''Casino Royale'': Inside the big bet on the new 007 | 13533__eva_l
ALL ABOUT EVA French actress Green was tapped as the latest Bond girl after filming began
Eva Green: Jay Maidment

Of course, some things about Bond never change. In Casino Royale, he still carries a license to kill (although not so many lethal gadgets), takes orders from ''M'' (Judi Dench, the only familiar face returning from previous Bond movies), and invariably goes for the girl with the bodacious, um, accent (this time even getting his heart — among other body parts — broken by French actress Eva Green). Still, make no mistake, this is not your father's 007. In some ways, it's more like your grandfather's. ''We're going back to the character Ian Fleming originally conceived,'' says Barbara Broccoli, producer of the series along with Michael Wilson (Broccoli's half brother and stepson of the franchise's late cofounder Albert ''Cubby'' Broccoli). ''It's not a period piece or anything like that. It's set today, right now, and it's got all the action fans have come to expect from the movies. But we're getting back to the essence of Bond, to the Bond in Fleming's first 007 novel.''

Actually, that original novel is hardly the most action-packed in Fleming's oeuvre — the drama essentially hinges on a high-stakes game of baccarat. And it has been (very loosely) adapted before, in 1954 as a live TV drama on Climax! (with a crew-cutted Barry Nelson playing American agent Jimmy Bond), and again in 1967 as a big-screen spoof (with Woody Allen as the diabolically nebbishy Dr. Noah). But now, with this $150 million-plus production, shot over six months at a half dozen locations around the globe, Casino Royale is finally becoming part of the official canon — and a hugely ambitious part at that. As if the previous 20 films never existed, this latest will push the reset button on the whole series, reintroducing Bond to audiences as if for the first time with the tale of his maiden mission as a double-0 agent.

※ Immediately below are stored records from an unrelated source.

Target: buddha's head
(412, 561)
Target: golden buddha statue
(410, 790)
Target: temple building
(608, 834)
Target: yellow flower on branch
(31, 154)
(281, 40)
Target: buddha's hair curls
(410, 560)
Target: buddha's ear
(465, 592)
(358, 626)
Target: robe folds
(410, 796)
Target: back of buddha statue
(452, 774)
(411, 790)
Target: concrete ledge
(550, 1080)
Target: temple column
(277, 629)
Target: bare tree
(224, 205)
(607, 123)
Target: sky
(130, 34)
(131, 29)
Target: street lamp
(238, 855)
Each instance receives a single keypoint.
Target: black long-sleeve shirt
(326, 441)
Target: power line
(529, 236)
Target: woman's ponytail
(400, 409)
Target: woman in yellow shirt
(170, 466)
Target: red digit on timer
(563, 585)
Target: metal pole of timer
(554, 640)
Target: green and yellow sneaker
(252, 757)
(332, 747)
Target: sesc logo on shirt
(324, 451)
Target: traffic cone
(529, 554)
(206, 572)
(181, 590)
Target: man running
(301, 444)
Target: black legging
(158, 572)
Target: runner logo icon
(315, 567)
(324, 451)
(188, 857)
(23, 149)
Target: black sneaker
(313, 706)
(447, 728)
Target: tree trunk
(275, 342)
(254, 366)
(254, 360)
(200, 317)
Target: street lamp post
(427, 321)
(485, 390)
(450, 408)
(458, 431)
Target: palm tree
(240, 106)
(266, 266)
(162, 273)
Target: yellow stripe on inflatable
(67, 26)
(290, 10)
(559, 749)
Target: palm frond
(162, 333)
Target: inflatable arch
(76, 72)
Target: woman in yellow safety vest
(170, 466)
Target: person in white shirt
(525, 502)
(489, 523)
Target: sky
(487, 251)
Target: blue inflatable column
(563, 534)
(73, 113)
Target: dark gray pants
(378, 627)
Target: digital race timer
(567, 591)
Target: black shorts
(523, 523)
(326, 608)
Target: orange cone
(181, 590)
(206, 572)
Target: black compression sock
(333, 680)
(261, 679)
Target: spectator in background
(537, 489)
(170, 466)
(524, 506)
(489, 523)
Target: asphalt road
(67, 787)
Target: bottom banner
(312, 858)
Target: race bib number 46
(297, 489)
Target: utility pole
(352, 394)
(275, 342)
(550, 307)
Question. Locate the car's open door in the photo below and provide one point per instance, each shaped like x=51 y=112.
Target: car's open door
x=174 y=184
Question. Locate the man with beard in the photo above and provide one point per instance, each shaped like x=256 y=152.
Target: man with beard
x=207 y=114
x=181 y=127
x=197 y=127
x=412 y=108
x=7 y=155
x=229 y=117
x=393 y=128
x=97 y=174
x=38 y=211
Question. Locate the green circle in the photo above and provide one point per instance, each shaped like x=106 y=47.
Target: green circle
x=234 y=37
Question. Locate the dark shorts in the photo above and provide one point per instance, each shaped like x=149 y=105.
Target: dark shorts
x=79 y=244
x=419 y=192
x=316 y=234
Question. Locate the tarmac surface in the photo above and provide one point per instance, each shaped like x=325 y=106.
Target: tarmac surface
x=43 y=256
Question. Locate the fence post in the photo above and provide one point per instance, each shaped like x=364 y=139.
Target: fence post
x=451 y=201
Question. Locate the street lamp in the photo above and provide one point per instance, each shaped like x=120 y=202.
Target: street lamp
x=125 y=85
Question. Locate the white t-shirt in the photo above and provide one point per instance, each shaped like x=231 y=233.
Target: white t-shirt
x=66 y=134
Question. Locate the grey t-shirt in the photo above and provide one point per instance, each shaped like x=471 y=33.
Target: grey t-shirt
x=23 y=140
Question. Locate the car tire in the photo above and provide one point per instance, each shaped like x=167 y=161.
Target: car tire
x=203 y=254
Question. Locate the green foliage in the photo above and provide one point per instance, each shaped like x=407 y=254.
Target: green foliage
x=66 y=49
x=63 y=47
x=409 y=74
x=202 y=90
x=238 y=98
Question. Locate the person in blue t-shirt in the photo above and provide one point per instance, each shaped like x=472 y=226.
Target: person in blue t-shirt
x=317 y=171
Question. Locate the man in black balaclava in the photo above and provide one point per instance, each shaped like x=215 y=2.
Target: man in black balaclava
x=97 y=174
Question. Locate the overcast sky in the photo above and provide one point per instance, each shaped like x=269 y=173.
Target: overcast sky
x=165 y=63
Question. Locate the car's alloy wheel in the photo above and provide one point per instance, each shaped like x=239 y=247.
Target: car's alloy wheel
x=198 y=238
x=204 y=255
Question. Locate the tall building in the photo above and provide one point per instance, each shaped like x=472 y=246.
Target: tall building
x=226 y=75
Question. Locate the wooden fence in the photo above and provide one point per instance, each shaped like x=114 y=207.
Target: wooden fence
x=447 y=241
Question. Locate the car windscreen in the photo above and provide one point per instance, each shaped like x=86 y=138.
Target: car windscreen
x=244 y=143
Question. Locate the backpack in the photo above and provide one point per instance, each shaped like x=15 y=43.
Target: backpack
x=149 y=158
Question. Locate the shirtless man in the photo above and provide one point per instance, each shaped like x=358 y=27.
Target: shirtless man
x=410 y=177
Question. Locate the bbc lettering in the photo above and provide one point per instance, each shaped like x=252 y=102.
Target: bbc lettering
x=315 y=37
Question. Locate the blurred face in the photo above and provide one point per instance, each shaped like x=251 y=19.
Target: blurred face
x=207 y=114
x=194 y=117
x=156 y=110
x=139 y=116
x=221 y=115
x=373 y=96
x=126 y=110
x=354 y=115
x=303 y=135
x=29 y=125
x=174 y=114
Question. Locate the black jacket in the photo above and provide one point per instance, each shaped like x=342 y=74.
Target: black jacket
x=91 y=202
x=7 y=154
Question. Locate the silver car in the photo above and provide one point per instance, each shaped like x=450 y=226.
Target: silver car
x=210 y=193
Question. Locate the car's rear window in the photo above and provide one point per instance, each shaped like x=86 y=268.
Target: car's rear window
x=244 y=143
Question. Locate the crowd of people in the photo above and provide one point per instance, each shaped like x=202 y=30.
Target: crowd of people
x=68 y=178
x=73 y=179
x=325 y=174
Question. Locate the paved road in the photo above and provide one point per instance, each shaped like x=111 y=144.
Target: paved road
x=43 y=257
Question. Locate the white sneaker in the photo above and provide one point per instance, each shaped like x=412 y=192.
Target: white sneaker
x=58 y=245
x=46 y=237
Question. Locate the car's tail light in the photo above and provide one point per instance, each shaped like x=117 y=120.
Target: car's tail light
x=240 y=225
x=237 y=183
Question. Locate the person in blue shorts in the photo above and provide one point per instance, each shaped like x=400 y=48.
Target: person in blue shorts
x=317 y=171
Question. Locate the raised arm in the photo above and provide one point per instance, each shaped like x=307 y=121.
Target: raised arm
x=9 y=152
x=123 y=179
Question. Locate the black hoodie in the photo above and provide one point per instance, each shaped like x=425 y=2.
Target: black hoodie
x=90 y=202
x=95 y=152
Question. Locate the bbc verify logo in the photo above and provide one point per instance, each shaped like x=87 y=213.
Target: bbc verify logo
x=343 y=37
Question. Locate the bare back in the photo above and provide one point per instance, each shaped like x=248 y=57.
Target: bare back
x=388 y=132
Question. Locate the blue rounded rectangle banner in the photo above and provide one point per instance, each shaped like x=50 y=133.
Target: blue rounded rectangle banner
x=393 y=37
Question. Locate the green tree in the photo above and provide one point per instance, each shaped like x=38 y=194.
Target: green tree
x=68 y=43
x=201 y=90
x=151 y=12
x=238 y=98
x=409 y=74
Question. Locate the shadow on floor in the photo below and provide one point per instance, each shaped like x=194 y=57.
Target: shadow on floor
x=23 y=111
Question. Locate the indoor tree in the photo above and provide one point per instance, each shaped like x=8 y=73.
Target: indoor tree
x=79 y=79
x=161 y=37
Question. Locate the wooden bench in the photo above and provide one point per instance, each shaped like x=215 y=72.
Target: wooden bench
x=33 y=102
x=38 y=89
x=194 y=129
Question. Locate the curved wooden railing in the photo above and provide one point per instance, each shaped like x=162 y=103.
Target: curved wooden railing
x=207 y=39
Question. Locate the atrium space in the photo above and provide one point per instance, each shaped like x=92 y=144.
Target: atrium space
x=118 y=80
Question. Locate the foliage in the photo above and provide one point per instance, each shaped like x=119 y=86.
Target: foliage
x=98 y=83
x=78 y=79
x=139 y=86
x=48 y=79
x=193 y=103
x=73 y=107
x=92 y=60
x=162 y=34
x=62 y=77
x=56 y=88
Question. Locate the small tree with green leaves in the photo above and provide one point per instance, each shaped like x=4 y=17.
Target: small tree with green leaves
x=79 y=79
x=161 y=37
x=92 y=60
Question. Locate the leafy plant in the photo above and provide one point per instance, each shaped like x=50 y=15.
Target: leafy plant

Darker and more violent (in one torture scene that actually does come from the novel, Bond's testicles are...oh, but let's not spoil the surprise), with a story line involving no hollowed-out volcanoes or henchmen with oversize orthodontia (only a terrorist financier named Le Chiffre, played by Danish actor Mads Mikkelsen, who Bond is sent to bankrupt at a high-stakes game of Texas Hold 'Em), Royale is a return to a more serious, realistic 007, what Broccoli calls ''classic Bond.''

Obviously, it's an enormous gamble, especially since the franchise hasn't exactly been losing money lately (the last Bond movie, 2002's Die Another Day, grossed $432 million worldwide). But Broccoli and her brother, who used to be famously reluctant to tinker with the franchise's formula, are now convinced it's time to take a risk. Especially since they couldn't think of anything else to do. ''After the last film, we spent eight months trying to come up with a story, but just couldn't,'' says Wilson. ''The movies had become so fantastical — with invisible cars and stuff like that — there was just no way to continue in that same vein. There was nothing new left to do. So we decided to start all over with the story we've always wanted to tell — how Bond became Bond in the first place.''

And they'll get right back to telling that story, just as soon as they chase the hang glider away.